Conscious perception of briefly presented stimuli is thought to involve top‑down amplification loops in the prefrontal cortex, but the neural mechanisms underlying this process remain unclear. The study aimed to determine whether the prefrontal cortex causally influences the threshold for conscious access to masked visual stimuli. This was investigated by measuring visual backward‑masking thresholds in patients with focal prefrontal lesions, using objective and subjective performance metrics while controlling for attention deficits. Patients with left anterior prefrontal lesions showed a systematic increase in masking thresholds, especially affecting subjective reports more than objective performance, yet objective accuracy conditioned on subjective visibility remained normal, supporting a causal role of PFC in conscious perception and suggesting a dual‑route signal‑detection framework.

Abstract

What neural mechanisms support our conscious perception of briefly presented stimuli? Some theories of conscious access postulate a key role of top–down amplification loops involving prefrontal cortex (PFC).

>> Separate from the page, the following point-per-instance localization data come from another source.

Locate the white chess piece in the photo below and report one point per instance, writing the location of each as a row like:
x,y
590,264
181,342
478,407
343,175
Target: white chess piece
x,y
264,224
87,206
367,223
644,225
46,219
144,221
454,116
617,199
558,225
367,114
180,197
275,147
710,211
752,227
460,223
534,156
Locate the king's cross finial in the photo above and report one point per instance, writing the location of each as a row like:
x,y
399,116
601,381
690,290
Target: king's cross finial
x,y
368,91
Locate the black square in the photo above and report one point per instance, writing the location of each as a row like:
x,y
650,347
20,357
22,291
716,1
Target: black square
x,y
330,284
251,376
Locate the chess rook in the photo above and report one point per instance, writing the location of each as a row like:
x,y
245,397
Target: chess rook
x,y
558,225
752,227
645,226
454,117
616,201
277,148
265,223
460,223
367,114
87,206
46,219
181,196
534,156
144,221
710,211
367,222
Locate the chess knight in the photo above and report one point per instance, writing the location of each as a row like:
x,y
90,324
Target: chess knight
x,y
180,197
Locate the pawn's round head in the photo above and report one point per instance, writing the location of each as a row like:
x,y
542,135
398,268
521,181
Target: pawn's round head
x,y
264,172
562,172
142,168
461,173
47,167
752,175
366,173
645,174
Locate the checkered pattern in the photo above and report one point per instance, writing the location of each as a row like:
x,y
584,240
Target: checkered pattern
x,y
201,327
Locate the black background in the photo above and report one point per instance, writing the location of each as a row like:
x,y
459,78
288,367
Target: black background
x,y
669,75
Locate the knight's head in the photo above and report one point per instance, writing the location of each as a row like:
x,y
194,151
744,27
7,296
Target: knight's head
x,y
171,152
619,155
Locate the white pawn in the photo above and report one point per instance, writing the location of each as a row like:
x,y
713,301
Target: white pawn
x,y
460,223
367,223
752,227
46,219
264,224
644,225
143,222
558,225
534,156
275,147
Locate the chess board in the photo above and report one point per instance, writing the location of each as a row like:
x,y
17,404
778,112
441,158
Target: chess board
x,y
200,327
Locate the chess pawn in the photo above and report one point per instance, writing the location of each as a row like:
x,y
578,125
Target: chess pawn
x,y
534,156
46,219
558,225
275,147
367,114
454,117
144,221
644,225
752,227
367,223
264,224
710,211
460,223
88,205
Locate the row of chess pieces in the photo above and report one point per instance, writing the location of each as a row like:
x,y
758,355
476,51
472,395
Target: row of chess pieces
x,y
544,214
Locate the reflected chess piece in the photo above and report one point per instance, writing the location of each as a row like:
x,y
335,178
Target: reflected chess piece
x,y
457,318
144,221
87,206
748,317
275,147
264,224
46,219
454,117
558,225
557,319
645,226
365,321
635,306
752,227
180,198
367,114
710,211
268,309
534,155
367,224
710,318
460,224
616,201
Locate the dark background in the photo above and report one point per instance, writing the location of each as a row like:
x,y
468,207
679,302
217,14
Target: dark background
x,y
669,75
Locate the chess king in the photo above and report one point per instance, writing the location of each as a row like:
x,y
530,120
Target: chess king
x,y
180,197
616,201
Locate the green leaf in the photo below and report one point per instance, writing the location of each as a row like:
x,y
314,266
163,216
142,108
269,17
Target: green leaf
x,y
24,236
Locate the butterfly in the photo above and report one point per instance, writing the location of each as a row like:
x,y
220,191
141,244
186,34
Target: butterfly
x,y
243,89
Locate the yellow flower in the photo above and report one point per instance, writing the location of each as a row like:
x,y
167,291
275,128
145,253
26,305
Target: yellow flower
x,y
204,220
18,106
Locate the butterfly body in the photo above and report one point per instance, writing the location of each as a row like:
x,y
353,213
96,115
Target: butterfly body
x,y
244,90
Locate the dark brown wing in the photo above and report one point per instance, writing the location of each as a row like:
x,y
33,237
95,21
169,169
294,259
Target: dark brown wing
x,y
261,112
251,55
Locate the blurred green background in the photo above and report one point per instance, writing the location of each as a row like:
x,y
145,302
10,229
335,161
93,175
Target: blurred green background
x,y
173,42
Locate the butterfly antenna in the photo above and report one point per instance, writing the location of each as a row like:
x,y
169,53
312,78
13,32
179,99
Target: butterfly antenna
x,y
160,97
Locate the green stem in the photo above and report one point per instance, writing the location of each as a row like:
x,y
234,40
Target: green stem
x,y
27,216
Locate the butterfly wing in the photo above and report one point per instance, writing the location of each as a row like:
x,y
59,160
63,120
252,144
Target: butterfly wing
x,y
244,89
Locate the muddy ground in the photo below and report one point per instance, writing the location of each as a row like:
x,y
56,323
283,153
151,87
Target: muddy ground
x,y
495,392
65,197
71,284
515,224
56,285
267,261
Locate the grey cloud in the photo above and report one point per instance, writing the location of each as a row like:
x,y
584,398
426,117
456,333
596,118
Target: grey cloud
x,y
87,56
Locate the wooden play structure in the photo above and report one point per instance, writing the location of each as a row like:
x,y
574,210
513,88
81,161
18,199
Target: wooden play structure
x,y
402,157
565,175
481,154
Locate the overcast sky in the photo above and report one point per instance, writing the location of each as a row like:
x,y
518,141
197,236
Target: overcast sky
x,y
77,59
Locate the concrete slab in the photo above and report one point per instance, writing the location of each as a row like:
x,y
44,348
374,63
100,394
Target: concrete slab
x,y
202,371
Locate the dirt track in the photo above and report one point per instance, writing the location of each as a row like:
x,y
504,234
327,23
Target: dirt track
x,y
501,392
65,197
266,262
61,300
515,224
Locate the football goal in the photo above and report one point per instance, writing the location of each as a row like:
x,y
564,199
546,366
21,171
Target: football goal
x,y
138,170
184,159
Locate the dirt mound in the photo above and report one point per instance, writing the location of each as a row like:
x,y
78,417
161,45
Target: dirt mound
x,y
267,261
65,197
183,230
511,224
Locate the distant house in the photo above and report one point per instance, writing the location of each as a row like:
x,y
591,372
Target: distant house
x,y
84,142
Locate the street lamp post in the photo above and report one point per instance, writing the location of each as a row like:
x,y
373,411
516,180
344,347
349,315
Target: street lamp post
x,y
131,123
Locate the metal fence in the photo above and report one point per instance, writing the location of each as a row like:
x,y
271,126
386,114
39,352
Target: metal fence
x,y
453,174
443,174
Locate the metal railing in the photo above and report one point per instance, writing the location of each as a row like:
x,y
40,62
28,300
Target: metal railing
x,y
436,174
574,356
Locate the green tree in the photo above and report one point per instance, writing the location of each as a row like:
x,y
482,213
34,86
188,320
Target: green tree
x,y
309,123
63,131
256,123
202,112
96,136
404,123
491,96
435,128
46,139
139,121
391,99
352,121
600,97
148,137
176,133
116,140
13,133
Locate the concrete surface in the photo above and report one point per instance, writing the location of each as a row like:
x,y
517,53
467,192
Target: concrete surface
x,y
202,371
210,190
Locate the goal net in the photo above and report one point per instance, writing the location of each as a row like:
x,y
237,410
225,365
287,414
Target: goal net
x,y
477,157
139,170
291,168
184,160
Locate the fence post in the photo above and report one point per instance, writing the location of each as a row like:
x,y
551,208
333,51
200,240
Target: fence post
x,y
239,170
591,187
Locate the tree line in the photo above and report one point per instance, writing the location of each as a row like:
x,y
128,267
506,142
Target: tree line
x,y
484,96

To test this issue, we measured the visual backward masking threshold in patients with focal prefrontal lesions, using both objective and subjective measures while controlling for putative attention deficits. In all conditions of temporal or spatial attention cueing, the threshold for access to consciousness was systematically shifted in patients, particular after a lesion of the left anterior PFC. The deficit affected subjective reports more than objective performance, and objective performance conditioned on subjective visibility was essentially normal. We conclude that PFC makes a causal contribution to conscious visual perception of masked stimuli, and outline a dual-route signal detection theory of objective and subjective decision making.